Son visage était à moins d’un demi-mètre du sien, et il pouvait voir chaque ride et chaque veine gonflée sur sa tempe.
— Soit moi, ta mère, qui a sacrifié toute sa vie pour toi ! Soit cette garce, cette arriviste qui t’a ensorcelé et essaie de m’enlever mon fils !
Elle se tut après avoir soufflé les derniers mots directement sur son visage.
Elle avait joué sa plus grande et unique carte maîtresse.
Elle était certaine qu’il allait maintenant hésiter, détourner le regard, commencer à balbutier quelque chose à propos de les aimer toutes les deux.

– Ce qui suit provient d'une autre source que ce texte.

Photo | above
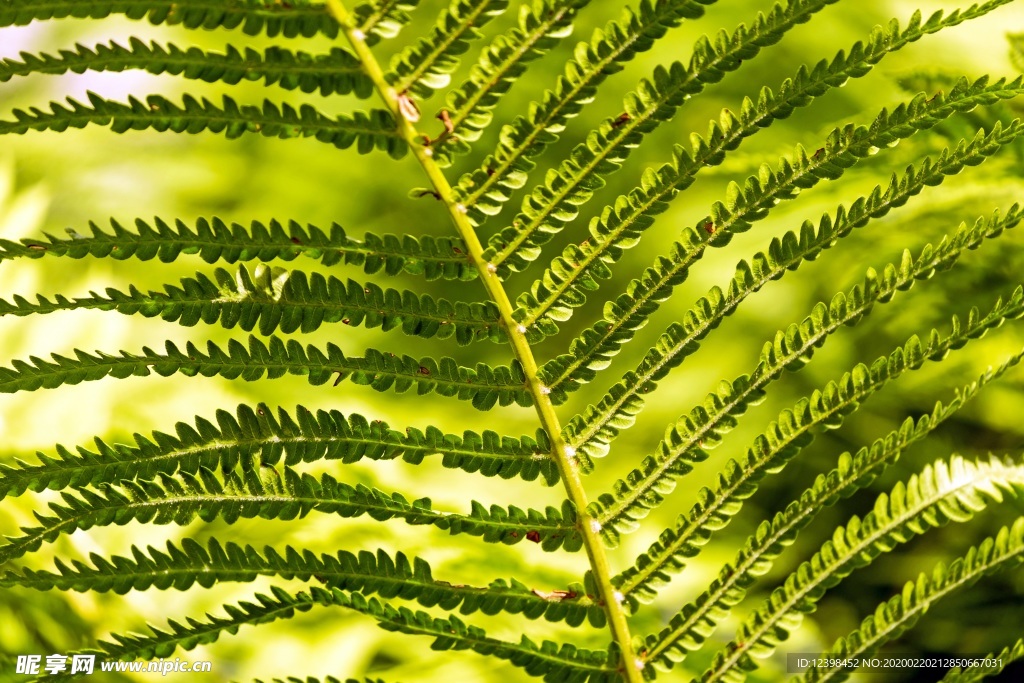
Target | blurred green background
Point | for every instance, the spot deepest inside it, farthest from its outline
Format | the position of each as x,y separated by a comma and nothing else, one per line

Elle attendait cette faiblesse pour pouvoir s’en emparer et la déchirer.
Mais Stas ne broncha pas.
Il ne détourna pas le regard.
Il continua de la fixer du même regard lourd et direct, mais quelque chose avait changé au fond de ses yeux.
Il n’y avait plus de douleur.
Il n’y avait plus de colère.
À la place, il y avait quelque chose qui ressemblait à la froide curiosité détachée d’un pathologiste examinant la cause du décès.
— J’ai déjà choisi, — dit-il calmement, en articulant chaque mot distinctement, comme s’il dictait un rapport officiel.
Lioudmila cligna des yeux, déconcertée.
— J’ai choisi quand je me suis marié, — continua-t-il sur le même ton posé.
Puis il fit une brève pause, laissant ces mots s’enfoncer profondément dans l’esprit de sa mère.
— Et toi… tu viens juste de choisir une vieillesse solitaire. Félicitations.
Le dernier mot ne sonnait pas comme une insulte.
Cela ressemblait à un constat de fait.
Comme le point final d’une longue et vilaine phrase.
Et ce point était impitoyable.
Il se retourna.
Pas brusquement.
Pas théâtralement.
Simplement comme un homme qui venait de terminer une réunion d’affaires.
Et il se dirigea vers la porte.
Lyudmila fixait son dos, son esprit refusant d’accepter ce qui se passait.
Il partait.
Il s’en allait, tout simplement.
Elle lui avait donné un ultimatum, et il n’avait pas choisi entre elles.
Il l’avait simplement sortie de l’équation.
Sa paralysie momentanée explosa en une rage plus violente qu’elle ne l’aurait cru possible.
— Arrête ! Où vas-tu ?! Traître ! Salaud ingrat ! — son hurlement se brisa en un rugissement rauque. — Je t’ai tout donné ! Tout ! Tu seras maudit ! Tu m’entends ?! Maudit ! Tu ramperas vers moi à genoux ! Elle t’abandonnera et tu resteras tout seul ! Seul !
Stas était déjà sur le palier.
Il ne se retourna pas.
Il entendait ses cris, mais ils lui parvenaient comme à travers une vitre épaisse, perdant leur force et leur sens.
Ce n’était que du bruit.
Du bruit blanc d’un monde étranger qui avait dépassé son temps.
Il appuya sur le bouton de l’ascenseur, et le flot d’injures venant de la porte de l’appartement devint plus faible.
La porte de ce qui avait autrefois été son chez-lui se referma avec un simple déclic sourd.
Il descendit dans l’ascenseur, fixant son reflet dans les parois métalliques ternes.
Il ne ressentait rien.
Ni soulagement, ni culpabilité, ni tristesse.
Seulement un vide terne et palpitant à l’intérieur, à l’endroit où un énorme morceau pourri de sa vie venait d’être arraché jusqu’aux racines.
Il sortit dehors.
L’air frais du soir toucha son visage.
Il s’éloigna sous l’écho de ses cris et de ses injures, la laissant seule dans son appartement stérile et impeccable—avec la certitude d’avoir raison et avec la solitude qu’elle venait de choisir pour elle-même.
Le pont avait été brûlé.
Et il n’y avait plus de chemin pour revenir.